Era casi mediodía, y en el
Sparrow
, sujeto por las dos anclas, el calor parecía el de un horno. Las nubes y el viento habían desaparecido a lo largo de la noche, y bajo el cielo sereno y los cegadores rayos del sol era imposible moverse sin romper a sudar.

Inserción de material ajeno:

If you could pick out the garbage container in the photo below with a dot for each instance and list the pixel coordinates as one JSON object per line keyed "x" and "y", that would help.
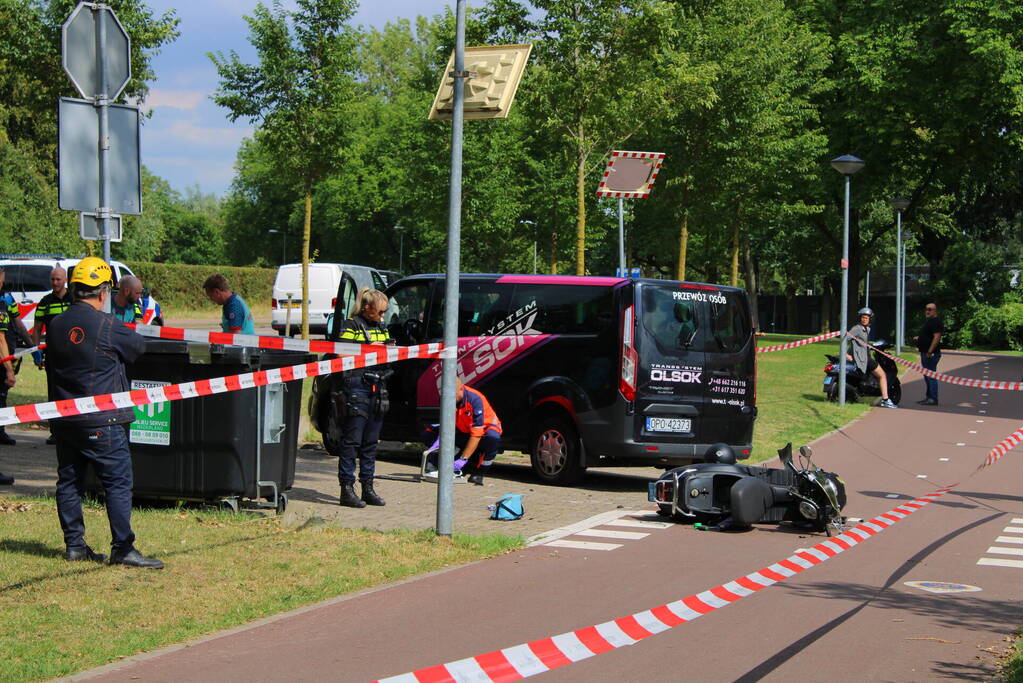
{"x": 225, "y": 447}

Bolitho se sacó la camisa por fuera de la cintura. Llevaba en la cubierta desde el amanecer, y, como Tyrrell, se sentía incómodo por la falta de noticias. Todo parecía diferente con la luz del día. Había contemplado cómo la tierra de los alrededores surgía entre las sombras con la primera claridad; las colinas redondeadas y los espesos árboles verdes a lo lejos; las hermosas dunas en la playa, sombreadas por el follaje, que llegaba casi hasta el borde del agua. Todo parecía silencioso e inofensivo. Tal vez demasiado silencioso.

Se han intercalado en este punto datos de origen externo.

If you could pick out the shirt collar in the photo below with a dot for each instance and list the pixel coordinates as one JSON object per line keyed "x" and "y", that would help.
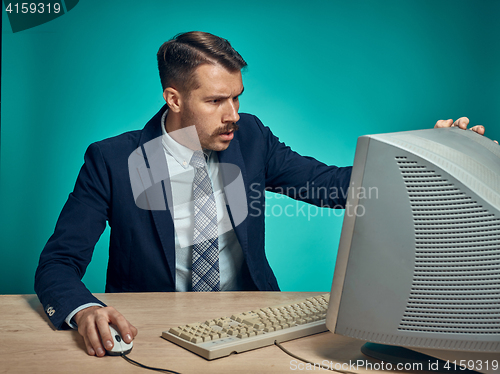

Se obligó a caminar hasta el costado opuesto de la toldilla, conteniendo una mueca de dolor al sentir cómo el sol quemaba sus hombros. La bahía parecía enorme. El agua ni siquiera se agitaba, y salvo por el movimiento intranquilo de las corrientes, hubiera parecido la de un gran lago. Medía cerca de veinte millas de largo, y otro tanto desde el promontorio hasta el norte, donde desembocaba el gran río Delaware. Más allá de la prominencia que formaba la ensenada y que protegía al
Sparrow
de cualquier velero que pasara, el río se curvaba y se retorcía en un curso siempre cambiante durante setenta millas, antes de que se avistaran los alrededores de Filadelfia.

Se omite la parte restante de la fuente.